Factors That Influence Viscosity
Although \(\mu\) is an intrinsic property, its value is significantly affected by external conditions, primarily temperature. The influence of temperature differs dramatically for liquids versus gases due to fundamental differences in their molecular interactions.
In liquids, viscosity is governed by the cohesive forces between molecules. As temperature increases, molecules gain kinetic energy and move further apart, weakening these cohesive forces. This reduction allows layers to slide past one another more easily, resulting in a decrease in dynamic viscosity. For example, warm motor oil flows much faster than cold oil.
Conversely, the dynamic viscosity of gases increases as temperature rises. Gas resistance to flow is dominated by the transfer of momentum between molecules during random collisions. Higher temperatures lead to higher molecular speeds and a greater frequency of these collisions. This vigorous molecular exchange increases internal friction and, consequently, the value of \(\mu\). Pressure changes have a less pronounced effect on dynamic viscosity unless the pressures are extremely high.

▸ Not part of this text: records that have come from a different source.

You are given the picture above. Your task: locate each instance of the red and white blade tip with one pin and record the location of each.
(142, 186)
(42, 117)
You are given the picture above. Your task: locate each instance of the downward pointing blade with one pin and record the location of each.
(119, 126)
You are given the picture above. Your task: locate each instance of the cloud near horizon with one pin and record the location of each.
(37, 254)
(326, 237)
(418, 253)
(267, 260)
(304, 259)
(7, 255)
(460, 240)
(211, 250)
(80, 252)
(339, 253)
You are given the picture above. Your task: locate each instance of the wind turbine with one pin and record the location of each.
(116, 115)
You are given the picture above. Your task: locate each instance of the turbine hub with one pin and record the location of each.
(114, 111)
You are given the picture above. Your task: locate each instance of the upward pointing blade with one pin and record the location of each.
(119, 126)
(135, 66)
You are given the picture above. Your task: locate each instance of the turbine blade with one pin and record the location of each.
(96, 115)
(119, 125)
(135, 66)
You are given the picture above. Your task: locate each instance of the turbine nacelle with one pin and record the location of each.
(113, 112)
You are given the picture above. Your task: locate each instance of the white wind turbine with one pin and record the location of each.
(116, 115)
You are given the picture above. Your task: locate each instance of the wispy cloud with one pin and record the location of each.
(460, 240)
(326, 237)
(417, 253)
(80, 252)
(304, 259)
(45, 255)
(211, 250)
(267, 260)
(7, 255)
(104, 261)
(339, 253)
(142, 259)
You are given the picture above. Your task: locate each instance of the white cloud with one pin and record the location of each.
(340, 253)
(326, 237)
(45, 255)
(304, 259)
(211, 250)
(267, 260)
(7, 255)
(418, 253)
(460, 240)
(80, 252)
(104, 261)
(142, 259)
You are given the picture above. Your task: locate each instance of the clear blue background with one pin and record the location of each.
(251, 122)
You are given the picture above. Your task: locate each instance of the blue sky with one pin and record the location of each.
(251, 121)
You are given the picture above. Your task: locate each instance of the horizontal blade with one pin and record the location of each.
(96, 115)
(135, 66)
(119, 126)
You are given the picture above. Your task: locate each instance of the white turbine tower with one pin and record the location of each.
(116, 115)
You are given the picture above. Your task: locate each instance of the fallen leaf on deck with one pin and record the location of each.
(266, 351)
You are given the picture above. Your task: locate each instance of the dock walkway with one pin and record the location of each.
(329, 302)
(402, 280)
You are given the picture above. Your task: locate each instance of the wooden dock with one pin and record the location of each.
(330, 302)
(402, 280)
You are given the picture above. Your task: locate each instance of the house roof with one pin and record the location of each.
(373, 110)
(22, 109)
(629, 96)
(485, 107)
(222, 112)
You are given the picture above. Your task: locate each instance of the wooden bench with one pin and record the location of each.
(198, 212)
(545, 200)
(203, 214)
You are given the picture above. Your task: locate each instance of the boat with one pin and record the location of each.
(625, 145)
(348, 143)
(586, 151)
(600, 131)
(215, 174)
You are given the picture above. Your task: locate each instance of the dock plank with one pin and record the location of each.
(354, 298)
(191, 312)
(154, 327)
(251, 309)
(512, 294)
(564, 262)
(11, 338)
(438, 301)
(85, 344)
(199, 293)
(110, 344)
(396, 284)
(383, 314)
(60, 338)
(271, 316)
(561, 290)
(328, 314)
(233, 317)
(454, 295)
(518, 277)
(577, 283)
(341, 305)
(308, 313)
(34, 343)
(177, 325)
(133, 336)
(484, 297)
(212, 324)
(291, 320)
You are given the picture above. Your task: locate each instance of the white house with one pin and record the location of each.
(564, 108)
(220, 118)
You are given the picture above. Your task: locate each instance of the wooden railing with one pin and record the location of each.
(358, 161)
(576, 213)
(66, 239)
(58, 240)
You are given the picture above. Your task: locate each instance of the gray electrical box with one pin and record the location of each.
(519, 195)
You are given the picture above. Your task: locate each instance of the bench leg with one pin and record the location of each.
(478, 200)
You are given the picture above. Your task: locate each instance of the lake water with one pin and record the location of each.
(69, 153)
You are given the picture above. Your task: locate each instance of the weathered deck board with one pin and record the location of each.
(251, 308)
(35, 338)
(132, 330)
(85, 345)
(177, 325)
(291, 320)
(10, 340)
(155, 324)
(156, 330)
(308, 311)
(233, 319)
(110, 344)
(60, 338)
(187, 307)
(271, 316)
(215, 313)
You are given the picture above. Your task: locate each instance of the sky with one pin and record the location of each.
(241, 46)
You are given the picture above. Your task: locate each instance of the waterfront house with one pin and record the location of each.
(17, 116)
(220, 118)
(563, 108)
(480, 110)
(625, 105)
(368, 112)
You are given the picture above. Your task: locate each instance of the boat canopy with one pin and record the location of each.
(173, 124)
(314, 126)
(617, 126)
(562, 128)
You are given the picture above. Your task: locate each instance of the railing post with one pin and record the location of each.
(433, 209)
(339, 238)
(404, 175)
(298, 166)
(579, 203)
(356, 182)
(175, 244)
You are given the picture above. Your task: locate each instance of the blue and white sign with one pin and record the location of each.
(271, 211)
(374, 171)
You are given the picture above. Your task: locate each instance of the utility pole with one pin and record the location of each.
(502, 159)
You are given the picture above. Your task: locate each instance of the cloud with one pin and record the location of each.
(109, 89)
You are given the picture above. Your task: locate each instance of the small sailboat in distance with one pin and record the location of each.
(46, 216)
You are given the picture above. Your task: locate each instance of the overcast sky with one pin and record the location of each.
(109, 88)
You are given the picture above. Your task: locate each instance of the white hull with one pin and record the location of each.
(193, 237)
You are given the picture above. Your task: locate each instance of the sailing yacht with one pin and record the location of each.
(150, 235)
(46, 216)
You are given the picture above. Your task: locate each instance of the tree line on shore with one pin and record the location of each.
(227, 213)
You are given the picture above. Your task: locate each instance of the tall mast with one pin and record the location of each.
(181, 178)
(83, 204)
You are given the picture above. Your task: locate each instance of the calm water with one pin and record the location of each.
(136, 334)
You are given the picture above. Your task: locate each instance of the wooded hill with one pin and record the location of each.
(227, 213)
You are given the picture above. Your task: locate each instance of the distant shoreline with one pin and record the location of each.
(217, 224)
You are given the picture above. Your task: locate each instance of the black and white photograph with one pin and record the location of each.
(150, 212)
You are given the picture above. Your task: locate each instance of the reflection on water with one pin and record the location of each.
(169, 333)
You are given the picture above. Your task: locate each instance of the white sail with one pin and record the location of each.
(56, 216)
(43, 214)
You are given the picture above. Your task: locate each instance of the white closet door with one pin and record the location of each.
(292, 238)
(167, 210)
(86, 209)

Dynamic Versus Kinematic Viscosity
Fluid flow analysis often requires kinematic viscosity, represented by the Greek letter nu (\(\nu\)). The distinction between dynamic viscosity (\(\mu\)) and kinematic viscosity (\(\nu\)) lies in whether the fluid’s inertia, or mass, is factored into the calculation. Kinematic viscosity is defined as the ratio of dynamic viscosity to the fluid’s mass density (\(\rho\)): \(\nu = \mu / \rho\).

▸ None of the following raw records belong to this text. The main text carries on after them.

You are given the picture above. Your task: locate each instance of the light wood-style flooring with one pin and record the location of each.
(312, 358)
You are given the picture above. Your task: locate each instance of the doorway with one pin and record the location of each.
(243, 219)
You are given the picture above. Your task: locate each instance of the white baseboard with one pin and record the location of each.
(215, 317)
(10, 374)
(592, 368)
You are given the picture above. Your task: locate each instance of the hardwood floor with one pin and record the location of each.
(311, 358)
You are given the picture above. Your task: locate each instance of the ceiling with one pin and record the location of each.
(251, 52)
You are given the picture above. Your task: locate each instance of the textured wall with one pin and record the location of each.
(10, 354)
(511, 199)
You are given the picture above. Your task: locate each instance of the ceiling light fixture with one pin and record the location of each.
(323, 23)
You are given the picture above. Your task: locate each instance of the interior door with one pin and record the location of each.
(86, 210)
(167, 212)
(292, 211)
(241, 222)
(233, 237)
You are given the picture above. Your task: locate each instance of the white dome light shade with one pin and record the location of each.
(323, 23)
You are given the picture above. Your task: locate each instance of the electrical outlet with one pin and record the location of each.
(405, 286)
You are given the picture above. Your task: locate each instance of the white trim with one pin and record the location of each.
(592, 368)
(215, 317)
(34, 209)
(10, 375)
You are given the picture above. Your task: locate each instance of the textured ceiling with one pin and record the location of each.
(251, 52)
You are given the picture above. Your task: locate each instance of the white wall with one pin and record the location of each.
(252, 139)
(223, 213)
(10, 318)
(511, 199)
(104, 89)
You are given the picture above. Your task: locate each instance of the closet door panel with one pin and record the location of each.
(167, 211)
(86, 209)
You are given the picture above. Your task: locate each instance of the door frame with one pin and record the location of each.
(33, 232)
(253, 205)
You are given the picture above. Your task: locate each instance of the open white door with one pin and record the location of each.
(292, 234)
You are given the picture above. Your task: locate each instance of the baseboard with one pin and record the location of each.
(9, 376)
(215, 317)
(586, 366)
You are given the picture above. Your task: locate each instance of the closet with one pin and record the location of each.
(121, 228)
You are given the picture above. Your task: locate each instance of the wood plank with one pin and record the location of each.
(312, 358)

Dynamic viscosity focuses purely on the force necessary to induce flow against internal friction. Kinematic viscosity, in contrast, describes a fluid’s inherent resistance to flow under the influence of gravity. It measures how quickly momentum diffuses through the fluid.
Kinematic viscosity is sometimes referred to as the diffusivity of momentum. Two different fluids may have the same dynamic viscosity but possess vastly different kinematic viscosities if their densities differ significantly. The SI unit is square meters per second (\(\text{m}^2/\text{s}\)), and the CGS unit is the Stokes (\(\text{St}\)).
Classifying Fluid Behavior
The constancy or variability of dynamic viscosity determines how fluids are categorized into Newtonian and Non-Newtonian fluids. Newtonian fluids are those for which the value of \(\mu\) remains constant regardless of the applied shear rate. They exhibit a linear relationship between shear stress and shear rate, meaning doubling the applied force exactly doubles the flow rate. Common examples include water, air, and most light organic solvents.
Non-Newtonian fluids do not follow this simple linear relationship, and their apparent viscosity changes depending on the shear rate. These fluids are divided into two groups based on how their viscosity changes under stress.
Shear-Thinning Fluids
Shear-thinning fluids, also known as pseudoplastic fluids, experience a decrease in viscosity as the shear rate increases. This behavior is seen in products like ketchup, which becomes runny when shaken or squeezed. The mechanical stress causes internal molecular structures to align with the flow.
Shear-Thickening Fluids
Conversely, shear-thickening fluids, or dilatant fluids, become more viscous when subjected to a higher shear rate. A classic example is a mixture of cornstarch and water, often called oobleck. This mixture feels like a liquid when gently stirred but becomes rigid and resistant when struck quickly. The viscosity increase is caused by particles jamming together under stress, transitioning to a frictional, solid-like state.